Monday, August 18, 2014

Scary Steps

I belligerently dropped quite a bit of coin last night. Despite planning on this upgrade path for months now, it's always terrifying to buy into something new, especially with years of familiarity under one's belt. The Olympus OMD E-M1, paired with the M. Zuiko 12-40mm f/2.8 lens, the HLD-7 vertical grip with an extra BLN-1 battery to occupy it, and the FL-600R flash unit. Almost as if, in one fell swoop, I replaced everything I've been using in my practice of photography up to this point. And it's scaring the hell out of me.

A fellow shutterbug and I mused on the source of this seemingly unnatural fear of the new. Most photographers are thrilled to acquire a new piece of kit, so it simply didn't seem right that I would be so apprehensive about it. After some introspective rumination, however, I'm pretty well decided on my rationale being a fear of expectation. I've spent years, over a decade now, making the best of consumer cameras paired with competent prime glass, making the absolute most of their potential until I was flattened against the glass ceiling those units inherently carry.

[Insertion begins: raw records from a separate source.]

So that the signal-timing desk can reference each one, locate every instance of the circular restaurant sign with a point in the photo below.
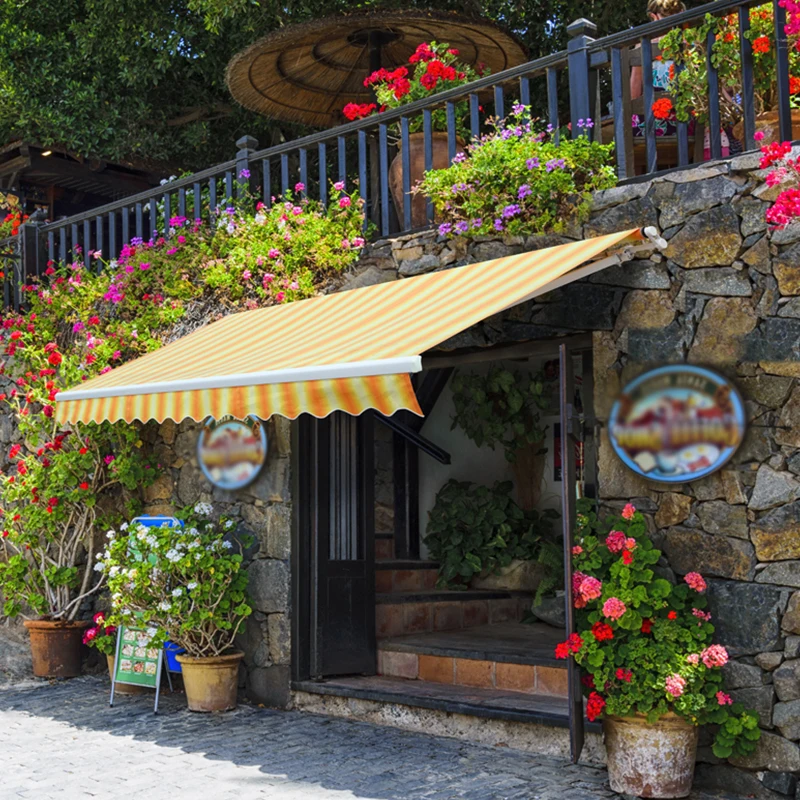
(232, 451)
(677, 423)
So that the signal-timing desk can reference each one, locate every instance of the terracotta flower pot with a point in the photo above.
(211, 683)
(56, 647)
(768, 124)
(650, 759)
(416, 146)
(124, 688)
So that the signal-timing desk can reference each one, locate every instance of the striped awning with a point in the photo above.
(349, 351)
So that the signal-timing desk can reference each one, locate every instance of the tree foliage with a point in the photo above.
(144, 79)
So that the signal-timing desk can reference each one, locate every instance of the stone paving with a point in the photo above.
(63, 741)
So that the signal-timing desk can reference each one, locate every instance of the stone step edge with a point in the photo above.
(483, 674)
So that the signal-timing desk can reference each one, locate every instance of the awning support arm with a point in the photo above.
(417, 439)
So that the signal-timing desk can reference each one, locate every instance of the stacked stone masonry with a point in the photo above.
(726, 294)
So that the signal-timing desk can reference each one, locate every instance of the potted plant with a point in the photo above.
(504, 407)
(517, 180)
(434, 67)
(188, 586)
(650, 668)
(482, 538)
(687, 48)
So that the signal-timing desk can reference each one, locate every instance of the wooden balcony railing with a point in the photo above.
(587, 77)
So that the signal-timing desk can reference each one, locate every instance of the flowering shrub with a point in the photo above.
(433, 68)
(101, 636)
(643, 643)
(186, 584)
(785, 170)
(686, 47)
(517, 180)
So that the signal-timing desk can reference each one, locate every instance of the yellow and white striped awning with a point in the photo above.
(349, 351)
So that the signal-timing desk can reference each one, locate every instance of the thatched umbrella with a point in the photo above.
(307, 72)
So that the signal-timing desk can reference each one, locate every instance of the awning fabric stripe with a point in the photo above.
(348, 351)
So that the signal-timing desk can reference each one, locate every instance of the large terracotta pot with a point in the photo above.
(416, 146)
(211, 683)
(124, 688)
(650, 759)
(767, 123)
(56, 647)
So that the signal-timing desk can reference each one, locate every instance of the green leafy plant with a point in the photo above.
(643, 643)
(517, 180)
(474, 529)
(500, 407)
(185, 584)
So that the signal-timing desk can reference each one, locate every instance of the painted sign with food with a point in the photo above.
(232, 451)
(137, 660)
(677, 423)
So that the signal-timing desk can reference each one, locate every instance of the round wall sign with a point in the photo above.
(678, 423)
(232, 451)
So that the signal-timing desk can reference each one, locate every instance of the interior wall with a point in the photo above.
(479, 464)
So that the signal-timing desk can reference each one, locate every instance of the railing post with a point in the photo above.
(247, 146)
(580, 97)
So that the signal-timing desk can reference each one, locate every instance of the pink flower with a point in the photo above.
(714, 655)
(696, 582)
(675, 685)
(615, 541)
(723, 699)
(614, 608)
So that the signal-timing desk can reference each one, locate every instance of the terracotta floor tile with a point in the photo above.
(437, 669)
(515, 677)
(474, 673)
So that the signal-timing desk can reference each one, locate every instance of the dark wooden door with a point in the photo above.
(569, 424)
(336, 465)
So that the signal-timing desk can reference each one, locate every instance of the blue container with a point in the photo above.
(173, 650)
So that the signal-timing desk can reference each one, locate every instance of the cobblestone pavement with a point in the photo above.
(63, 741)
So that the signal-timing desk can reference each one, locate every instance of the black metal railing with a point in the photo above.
(360, 154)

The acquisition of the E-M1, a "pro" grade camera body, and the 12-40mm f/2.8, a "pro" grade lens, and even the FL-600R (which may not be flagged as "pro" but any flash with TTL metering stands well and above the full manual assortment I've otherwise used), represents an abandonment of that glass ceiling.

While operating within the limits of the Micro Four Thirds sensor may represent a ceiling of its own that I'm sure I will hit, operating with a "pro" grade camera instills me with a dread that I have fewer excuses for my screw ups in the future. And more abstract, the very form of this camera impresses upon others the expectation that "Yes, this man is a competent photographer". While using PEN cameras and my old GF1, I've always had a sort of novelty about me, wherein I was not immediately recognized as a photographer, perhaps a tourist, or a cheeky kid who likes taking pictures for money sometimes. I'll have no such "out" in utilizing the E-M1. Large and domineering (for an MFT camera) with the vertical grip attached, there will be no mistake what I am there to do, what I exist to do. So strange, for years wanting to be recognized as A Photographer, and now the deliberate label terrifies me. I am afraid to be recognized.

While I await the delivery of this new bit of kit, I will be working on reviews of the assortment of primes that have defined my career and my aesthetic up to this point. I'm sure I will still use them, but while I am in an emotionally jarred, melodramatic state of mind I will be writing them with a bittersweet fondness as if they are dying stars collapsing into universal entropy. Transition is hard.